I Libertines tornano in Italia per celebrare i vent’anni dell’album Up the bracket in una serata per veri nostalgici all’Alcaltraz di Milano.

Nel 2002 dalla perfida Albione arriva un disco che detterà legge per le generazioni a venire: è Up the bracket, l’esordio di una coppia di nemici-amici ai livelli di Red e Toby. Sono due squatter senza un pound in tasca ma con un’attitude pronta a cambiare l’intero panorama musicale: Pete Doherty, prossimo sogno erotico di molte, e Carl Barât, destinato per certi versi a un futuro nell’ombra del suo compare.

Al netto della figura leggendaria di Pete e della celebre bromance burrascosa con Carl, Up the bracket viene posizionato dal New Musical Express – NME al secondo posto dei cento migliori album del decennio. I Libertines ci raccontano la malinconia di giorni di droga, sesso & rock’n’roll ma non solo: rappresentano, infatti, a pieno titolo i bei tempi andati, quando per Indie si intendeva l’Indie Rock e non l’Indie italiano di Calcutta & co (che comunque ammetto di ascoltare anche io).

Siamo all’Alcatraz di Milano, che la sera prima ha scaldato gli amanti dell’elettronica con i Moderat e i loro visual incredibili.
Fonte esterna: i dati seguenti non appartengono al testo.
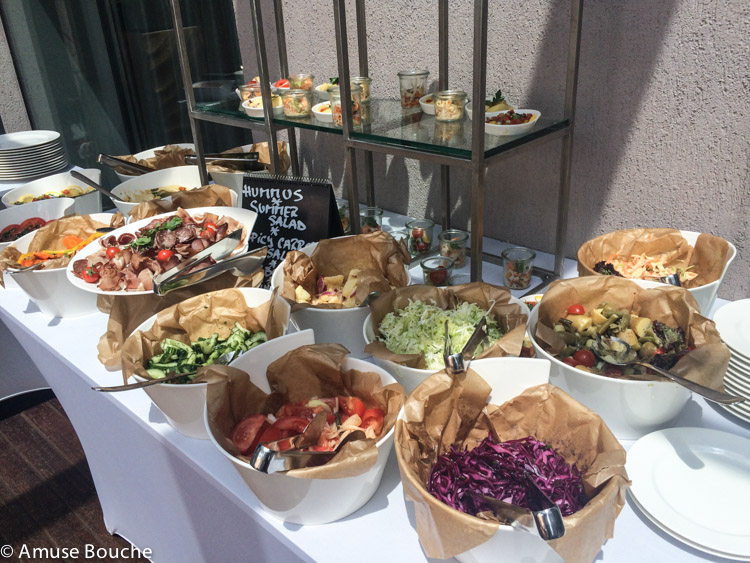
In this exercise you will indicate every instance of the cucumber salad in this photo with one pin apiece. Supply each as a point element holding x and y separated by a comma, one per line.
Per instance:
<point>420,328</point>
L’Alcatraz dell’11 Novembre è una venue pronta ad accogliere un plotone in skinny jeans che si aspettano solo un party like it’s early 2000 guidati dalla formazione originale della band, con John Hassall al basso e Gary Powell alla batteria. Il piano è semplice: Up the bracket verrà celebrato e ripercorso in ogni sua traccia, per poi dedicare un momento da sogno agli altri pezzoni del gruppo.

video by giudi_giu

Si parte pertanto con la scaletta, brani tiratissimi e senza un secondo di respiro: la tagliente Vertigo, il ritmo di Death on the Stairs e la batteria nervosa di Horrorshow. Si passa quindi a 3 cm di pelle d’oca per Time for Heroes, preludio di quello che sarà il mood della chiusura del concerto, ai riff di Boys in the Band e al romanticismo della ballad Radio America. E ancora, i salti su Up the Bracket, la calma sognante di Tell the King e i coretti di The Boy Looked at Johnny, per poi, passando dal pogo di Begging, atterrare sui testi strappacuore di The Good Old Days e i diti medi alzati al cielo per I Get Along.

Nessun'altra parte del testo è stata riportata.